Really? They would hard-kill a remerge and then commit? With all their
files out of whack, I really think the parent flag is the least of their
concerns. They will still get bad results no matter what if they commit
after a killed remerge. Files may be missing.
> On consideration I'd really rather see this controlled through a flag to
> the function or something.
What bugs me about this is that it really is accurate information-- if
you remerge, you set the file contents to their old values. And so the
the old parent flags are the correct parent flags for those contents.
>>> with our current API
>>>
>>> + def _get_ancestors(self, default_revision):
>>> + ancestors = set([default_revision])
>>> + for parent_id in self.get_parent_ids():
>>> + ancestors.update(self.branch.repository.get_ancestry(
>>> + parent_id, topo_sorted=False))
>>> + return ancestors
>>>
>>> will be faster as
>>> + ancestors = set([default_revision])
>>> +
>>> ancestors.update(self.branch.repository.get_revision_graph(self.get_parent_ids()))
>>>
>>> + return ancestors
>>>
>>> because that will do just one index traversal.
>> True, but it's exceptional to perform a merge while there is more than
>> one ancestor, and it seems clearer to use get_ancestry.
>
> well both ancestors and get_revision_graph do full graph traversal, its
> just that ancestors flattens the graph
The fact that the graph representation can substitute for a set of
ancestors is pure happenstance, and not particularly obvious.

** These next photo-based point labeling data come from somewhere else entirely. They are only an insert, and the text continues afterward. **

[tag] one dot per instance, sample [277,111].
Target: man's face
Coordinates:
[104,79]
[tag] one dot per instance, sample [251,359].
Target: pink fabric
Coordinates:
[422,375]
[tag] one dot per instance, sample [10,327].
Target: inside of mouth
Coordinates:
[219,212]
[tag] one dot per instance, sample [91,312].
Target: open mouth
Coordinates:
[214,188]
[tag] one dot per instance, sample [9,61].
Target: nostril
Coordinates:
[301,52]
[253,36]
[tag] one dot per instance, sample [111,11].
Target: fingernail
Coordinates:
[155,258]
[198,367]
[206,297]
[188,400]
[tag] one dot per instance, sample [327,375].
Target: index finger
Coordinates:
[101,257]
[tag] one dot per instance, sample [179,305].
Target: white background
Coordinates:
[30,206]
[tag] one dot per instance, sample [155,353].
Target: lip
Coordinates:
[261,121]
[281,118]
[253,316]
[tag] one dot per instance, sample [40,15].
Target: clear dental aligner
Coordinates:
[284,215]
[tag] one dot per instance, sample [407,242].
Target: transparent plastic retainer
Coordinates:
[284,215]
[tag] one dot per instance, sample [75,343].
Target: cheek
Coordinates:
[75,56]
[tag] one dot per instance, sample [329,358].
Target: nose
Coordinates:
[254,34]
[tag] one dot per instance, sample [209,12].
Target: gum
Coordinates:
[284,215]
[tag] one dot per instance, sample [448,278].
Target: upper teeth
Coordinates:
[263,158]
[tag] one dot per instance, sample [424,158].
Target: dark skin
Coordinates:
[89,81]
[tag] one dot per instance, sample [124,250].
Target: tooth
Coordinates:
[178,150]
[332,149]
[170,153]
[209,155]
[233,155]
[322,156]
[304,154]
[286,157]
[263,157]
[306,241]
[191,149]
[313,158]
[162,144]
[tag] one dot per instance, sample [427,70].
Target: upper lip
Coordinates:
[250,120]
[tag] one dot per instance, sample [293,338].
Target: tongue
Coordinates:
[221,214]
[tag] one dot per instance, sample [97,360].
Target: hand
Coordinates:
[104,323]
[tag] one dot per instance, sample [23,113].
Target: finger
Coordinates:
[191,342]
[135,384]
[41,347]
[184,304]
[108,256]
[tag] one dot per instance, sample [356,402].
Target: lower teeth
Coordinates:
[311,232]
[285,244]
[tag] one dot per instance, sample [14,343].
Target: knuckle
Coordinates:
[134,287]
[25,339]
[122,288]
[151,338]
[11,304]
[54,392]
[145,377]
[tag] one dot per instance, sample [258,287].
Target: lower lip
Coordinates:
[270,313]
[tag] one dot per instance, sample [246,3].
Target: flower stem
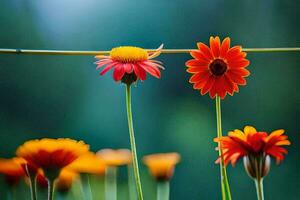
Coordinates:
[131,186]
[166,51]
[86,186]
[32,183]
[259,189]
[226,194]
[259,180]
[163,190]
[50,189]
[132,142]
[111,183]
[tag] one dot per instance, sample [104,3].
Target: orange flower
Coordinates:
[89,163]
[115,158]
[161,166]
[218,69]
[252,143]
[52,154]
[65,180]
[12,170]
[130,63]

> - personally I don't see using
> get_ancestors in a loop as being clearer. But its definately much
> slower.
Please describe a use case in which it will be slower, then. The only
one I can think of is merge --force --weave.

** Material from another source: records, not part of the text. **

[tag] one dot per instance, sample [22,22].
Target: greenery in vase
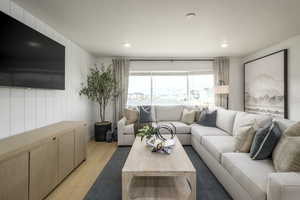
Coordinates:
[101,87]
[147,131]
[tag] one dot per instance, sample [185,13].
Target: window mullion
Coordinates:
[188,88]
[151,92]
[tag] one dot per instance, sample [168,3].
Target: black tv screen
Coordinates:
[28,58]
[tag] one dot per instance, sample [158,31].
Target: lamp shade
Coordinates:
[222,89]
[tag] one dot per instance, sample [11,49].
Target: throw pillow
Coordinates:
[207,118]
[188,116]
[244,137]
[264,142]
[145,114]
[131,115]
[286,155]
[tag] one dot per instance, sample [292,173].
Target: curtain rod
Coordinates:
[171,60]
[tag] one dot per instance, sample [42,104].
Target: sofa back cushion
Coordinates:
[225,119]
[168,113]
[242,117]
[284,123]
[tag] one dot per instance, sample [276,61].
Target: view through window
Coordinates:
[171,89]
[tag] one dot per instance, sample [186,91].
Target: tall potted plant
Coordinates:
[100,88]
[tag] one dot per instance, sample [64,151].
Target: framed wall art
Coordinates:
[265,89]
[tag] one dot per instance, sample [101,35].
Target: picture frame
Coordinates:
[266,85]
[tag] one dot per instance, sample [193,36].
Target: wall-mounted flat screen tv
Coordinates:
[28,58]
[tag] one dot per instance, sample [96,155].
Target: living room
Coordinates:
[115,99]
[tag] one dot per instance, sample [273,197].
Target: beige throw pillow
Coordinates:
[244,137]
[286,155]
[188,116]
[131,115]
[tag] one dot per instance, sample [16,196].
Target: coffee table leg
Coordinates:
[193,181]
[126,179]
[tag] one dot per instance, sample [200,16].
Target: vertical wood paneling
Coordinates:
[16,11]
[30,109]
[26,109]
[4,6]
[50,106]
[17,112]
[4,112]
[41,108]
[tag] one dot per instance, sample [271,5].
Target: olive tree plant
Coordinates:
[100,88]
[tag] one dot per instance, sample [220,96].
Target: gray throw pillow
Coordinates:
[145,114]
[208,118]
[286,155]
[265,141]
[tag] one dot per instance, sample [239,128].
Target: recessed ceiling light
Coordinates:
[190,15]
[224,45]
[126,44]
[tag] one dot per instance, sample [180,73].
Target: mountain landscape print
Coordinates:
[265,85]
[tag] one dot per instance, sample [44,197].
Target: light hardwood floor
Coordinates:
[78,183]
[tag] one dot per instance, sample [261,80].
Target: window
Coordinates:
[201,89]
[139,90]
[167,88]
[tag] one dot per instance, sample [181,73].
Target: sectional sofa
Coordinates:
[242,177]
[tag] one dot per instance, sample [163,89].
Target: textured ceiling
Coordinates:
[159,28]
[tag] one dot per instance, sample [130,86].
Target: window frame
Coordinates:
[187,74]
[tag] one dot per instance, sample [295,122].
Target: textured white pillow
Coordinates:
[131,115]
[188,116]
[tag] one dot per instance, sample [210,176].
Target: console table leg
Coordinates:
[126,179]
[193,182]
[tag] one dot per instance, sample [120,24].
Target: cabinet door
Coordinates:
[81,134]
[66,145]
[14,178]
[43,169]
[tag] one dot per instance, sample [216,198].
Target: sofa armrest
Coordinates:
[283,186]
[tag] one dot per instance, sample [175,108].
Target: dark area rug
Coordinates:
[108,185]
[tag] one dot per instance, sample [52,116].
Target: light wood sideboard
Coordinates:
[33,163]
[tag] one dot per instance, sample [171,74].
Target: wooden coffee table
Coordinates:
[148,175]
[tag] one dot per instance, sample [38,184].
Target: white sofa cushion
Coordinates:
[252,175]
[128,129]
[216,145]
[181,128]
[244,118]
[225,119]
[188,116]
[199,131]
[168,113]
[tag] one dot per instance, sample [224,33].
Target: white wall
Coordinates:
[293,46]
[236,85]
[24,109]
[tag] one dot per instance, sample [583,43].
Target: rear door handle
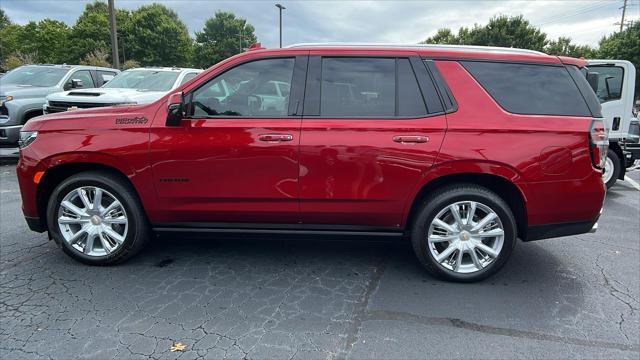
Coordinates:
[275,137]
[411,138]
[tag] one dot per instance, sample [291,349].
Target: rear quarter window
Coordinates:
[530,89]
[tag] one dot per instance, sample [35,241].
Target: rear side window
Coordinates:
[529,88]
[106,76]
[410,101]
[609,82]
[358,87]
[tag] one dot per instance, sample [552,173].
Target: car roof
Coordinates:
[67,66]
[435,51]
[174,69]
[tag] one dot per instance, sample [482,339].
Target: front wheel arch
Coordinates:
[57,174]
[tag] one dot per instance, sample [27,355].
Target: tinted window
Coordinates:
[247,90]
[358,87]
[530,89]
[609,82]
[83,75]
[144,80]
[410,101]
[188,77]
[106,76]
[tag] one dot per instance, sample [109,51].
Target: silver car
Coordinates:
[23,91]
[134,86]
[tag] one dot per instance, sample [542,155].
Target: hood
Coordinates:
[107,96]
[24,91]
[66,119]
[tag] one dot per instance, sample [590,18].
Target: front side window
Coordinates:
[358,87]
[106,76]
[84,76]
[609,82]
[249,90]
[144,80]
[38,76]
[529,88]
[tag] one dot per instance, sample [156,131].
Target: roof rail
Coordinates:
[422,46]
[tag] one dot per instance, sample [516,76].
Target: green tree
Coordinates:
[4,19]
[157,37]
[564,47]
[10,41]
[47,39]
[502,31]
[91,33]
[223,35]
[624,45]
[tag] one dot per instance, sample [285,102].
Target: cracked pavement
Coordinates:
[573,297]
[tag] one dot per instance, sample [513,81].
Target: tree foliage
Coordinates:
[502,31]
[223,35]
[91,31]
[156,36]
[4,19]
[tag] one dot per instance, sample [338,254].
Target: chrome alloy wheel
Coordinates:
[92,221]
[465,237]
[607,172]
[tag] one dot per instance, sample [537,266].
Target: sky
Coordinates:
[408,21]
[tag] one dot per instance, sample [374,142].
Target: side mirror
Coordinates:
[175,109]
[76,83]
[592,79]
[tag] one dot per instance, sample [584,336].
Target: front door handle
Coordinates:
[410,139]
[275,137]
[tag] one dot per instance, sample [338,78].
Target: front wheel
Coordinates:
[97,219]
[464,233]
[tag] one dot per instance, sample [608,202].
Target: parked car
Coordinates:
[462,149]
[23,91]
[615,87]
[134,86]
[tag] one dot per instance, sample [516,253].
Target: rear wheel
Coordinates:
[464,233]
[97,219]
[612,168]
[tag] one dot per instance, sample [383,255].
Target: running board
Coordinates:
[278,229]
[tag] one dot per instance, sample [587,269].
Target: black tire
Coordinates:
[445,197]
[615,159]
[138,228]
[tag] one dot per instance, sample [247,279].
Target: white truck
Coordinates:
[615,87]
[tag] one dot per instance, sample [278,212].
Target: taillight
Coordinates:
[598,143]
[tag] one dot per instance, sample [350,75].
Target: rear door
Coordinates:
[372,126]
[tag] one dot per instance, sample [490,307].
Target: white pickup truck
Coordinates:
[615,87]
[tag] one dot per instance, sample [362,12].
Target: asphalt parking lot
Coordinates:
[573,297]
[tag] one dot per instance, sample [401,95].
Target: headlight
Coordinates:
[26,138]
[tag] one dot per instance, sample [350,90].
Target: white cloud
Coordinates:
[375,21]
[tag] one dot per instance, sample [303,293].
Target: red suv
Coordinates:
[461,149]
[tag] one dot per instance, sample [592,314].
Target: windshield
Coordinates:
[144,80]
[40,76]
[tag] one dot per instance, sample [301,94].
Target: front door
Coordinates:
[372,127]
[235,158]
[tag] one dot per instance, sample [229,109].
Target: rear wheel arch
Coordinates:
[54,176]
[503,187]
[615,147]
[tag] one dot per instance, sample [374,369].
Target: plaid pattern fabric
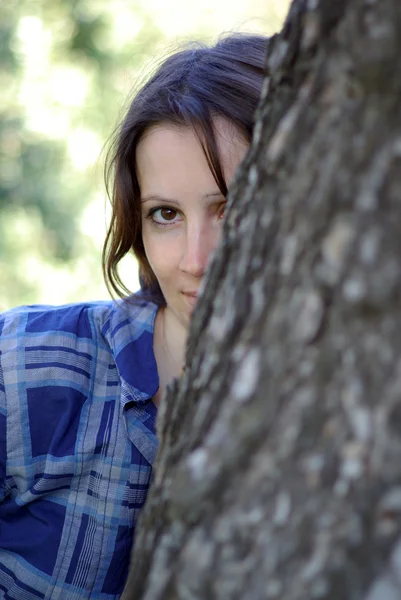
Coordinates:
[77,441]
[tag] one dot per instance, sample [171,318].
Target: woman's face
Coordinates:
[182,207]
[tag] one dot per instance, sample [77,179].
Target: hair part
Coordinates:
[191,88]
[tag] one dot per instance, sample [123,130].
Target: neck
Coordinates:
[174,340]
[169,347]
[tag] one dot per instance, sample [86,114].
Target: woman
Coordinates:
[80,384]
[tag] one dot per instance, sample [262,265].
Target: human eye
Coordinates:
[163,215]
[222,209]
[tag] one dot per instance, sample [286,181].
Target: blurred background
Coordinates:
[67,68]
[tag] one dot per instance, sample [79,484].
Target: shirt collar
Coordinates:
[129,331]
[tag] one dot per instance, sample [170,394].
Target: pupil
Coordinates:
[168,214]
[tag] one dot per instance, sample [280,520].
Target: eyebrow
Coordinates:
[157,198]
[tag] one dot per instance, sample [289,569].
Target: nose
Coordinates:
[200,241]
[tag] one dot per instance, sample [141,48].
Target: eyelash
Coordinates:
[156,209]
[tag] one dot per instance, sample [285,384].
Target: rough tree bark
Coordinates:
[279,471]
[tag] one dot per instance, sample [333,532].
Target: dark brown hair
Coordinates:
[190,88]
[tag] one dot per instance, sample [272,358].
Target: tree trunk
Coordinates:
[279,470]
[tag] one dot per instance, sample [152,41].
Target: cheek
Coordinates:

> On this point I'll leave it up to you - but ask that if you leave it as
> get_ancestry with a loop that you have a XXX with the faster version and
> a note (e.g. # XXX Using get_ancestry for clarity; if this becomes a
> performance sticking point consider
> self.branch.repository.get_revision_graph(self.get_parent_ids()))
>> Not really necessary. We really just need graph difference.
>
> Do you mean 'we only need the revisions from the tips to the full set of
> lcas ?'
Yes. For each uncommon line, we need to find out whether it was
introduced by an uncommon ancestor or a common one, in order to decide
whether it's new in A or killed in B. We know that if the line was not
introduced by an uncommon ancestor, it was introduced by a common one.
So all we need, actually, is the set of uncommon ancestors.